Update: Finding this article got me to try again, and while overall it was a vague mess (though I attempted some more number experiments involving other people/NPCs), things got interesting near the end. I did have limited success working with visuals, and within moments of noticing this, observed a dog run up a slide and consciously decided that the probability of this having happened in reality and not having been made up just for the dream was pretty low. It’s worth noting that I was fully aware it was a dream by that point.

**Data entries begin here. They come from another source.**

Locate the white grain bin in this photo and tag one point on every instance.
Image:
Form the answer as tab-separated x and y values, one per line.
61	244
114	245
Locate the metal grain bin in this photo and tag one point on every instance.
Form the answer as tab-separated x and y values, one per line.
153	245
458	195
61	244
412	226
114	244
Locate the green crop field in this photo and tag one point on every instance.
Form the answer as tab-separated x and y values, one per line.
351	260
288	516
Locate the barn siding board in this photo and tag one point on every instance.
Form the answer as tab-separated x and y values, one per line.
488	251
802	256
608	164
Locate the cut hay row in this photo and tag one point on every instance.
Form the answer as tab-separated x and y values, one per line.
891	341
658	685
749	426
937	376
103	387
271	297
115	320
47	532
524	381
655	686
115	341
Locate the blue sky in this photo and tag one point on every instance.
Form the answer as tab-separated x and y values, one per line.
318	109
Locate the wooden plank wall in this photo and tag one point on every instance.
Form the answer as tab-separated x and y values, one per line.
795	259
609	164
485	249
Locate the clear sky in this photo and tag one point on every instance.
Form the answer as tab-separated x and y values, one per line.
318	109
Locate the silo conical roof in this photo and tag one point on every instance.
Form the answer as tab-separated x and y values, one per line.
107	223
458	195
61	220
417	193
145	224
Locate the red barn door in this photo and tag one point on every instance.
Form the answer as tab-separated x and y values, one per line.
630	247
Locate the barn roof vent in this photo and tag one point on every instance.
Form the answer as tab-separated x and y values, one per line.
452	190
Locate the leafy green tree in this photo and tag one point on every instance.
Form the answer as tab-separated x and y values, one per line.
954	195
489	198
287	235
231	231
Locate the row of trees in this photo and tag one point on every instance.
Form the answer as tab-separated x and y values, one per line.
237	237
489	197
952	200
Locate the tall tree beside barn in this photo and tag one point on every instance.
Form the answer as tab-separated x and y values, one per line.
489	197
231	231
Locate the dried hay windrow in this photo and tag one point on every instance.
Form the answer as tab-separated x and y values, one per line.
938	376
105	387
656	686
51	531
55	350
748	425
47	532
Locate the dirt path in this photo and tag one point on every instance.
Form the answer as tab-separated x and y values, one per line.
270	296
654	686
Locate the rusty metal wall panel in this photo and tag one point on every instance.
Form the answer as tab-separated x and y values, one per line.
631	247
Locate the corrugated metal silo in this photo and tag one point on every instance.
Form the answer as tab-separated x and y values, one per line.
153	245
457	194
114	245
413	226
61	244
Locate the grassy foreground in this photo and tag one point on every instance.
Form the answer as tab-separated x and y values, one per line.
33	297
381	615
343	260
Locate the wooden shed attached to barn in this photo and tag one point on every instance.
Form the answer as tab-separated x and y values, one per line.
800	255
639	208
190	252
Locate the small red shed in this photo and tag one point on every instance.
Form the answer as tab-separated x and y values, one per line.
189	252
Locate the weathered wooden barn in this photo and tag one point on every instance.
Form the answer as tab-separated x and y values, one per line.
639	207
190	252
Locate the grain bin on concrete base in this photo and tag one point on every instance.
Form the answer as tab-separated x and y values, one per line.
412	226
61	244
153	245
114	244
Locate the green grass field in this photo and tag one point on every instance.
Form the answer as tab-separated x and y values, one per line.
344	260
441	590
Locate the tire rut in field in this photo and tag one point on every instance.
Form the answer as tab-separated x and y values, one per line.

I should probably have mentioned what happened the day after my previous comment on this post, but was worried I was getting annoying.
I decided to test the teleportation method I used in dreams while awake, fully realizing that this was a very silly idea.
At first, I selected a destination that would be distinct enough from where I was at the time. With the target as a mobile home, and me in a place with a solid foundation, all I had to do was take one step to be convinced it hadn’t worked. I then decided to try a destination more similar to my actual location. Such a destination quickly came to mind, and I moved to the place I considered most similar (the hallway). Though I couldn’t help but go over in my head all of the little details that gave away how different the two locations were in spite of this; acoustics, differences in the rooms that would be clear as soon as I left the hallway, and especially the ambient odors.
Thoroughly primed to expect nothing, I stepped out of the hallway… and experienced genuine surprise as to where I was. It seems that, even though I was focusing on everything against me confusing the two places intellectually, the part of my brain aware of the setting had been convinced I was already at the destination! I’ve actually tried self-deception regarding setting in the past (more so around ages 12-13), without any success; that tearing the idea apart in detail somehow actually made it work was surprising, and something I kinda wish I could design experiments for and actually find some use for.
Improving my updating on priors regarding setting in dreams has been less exciting. I’ll need to try and remember to ask myself about the setting and how I got there if ever I find myself wondering.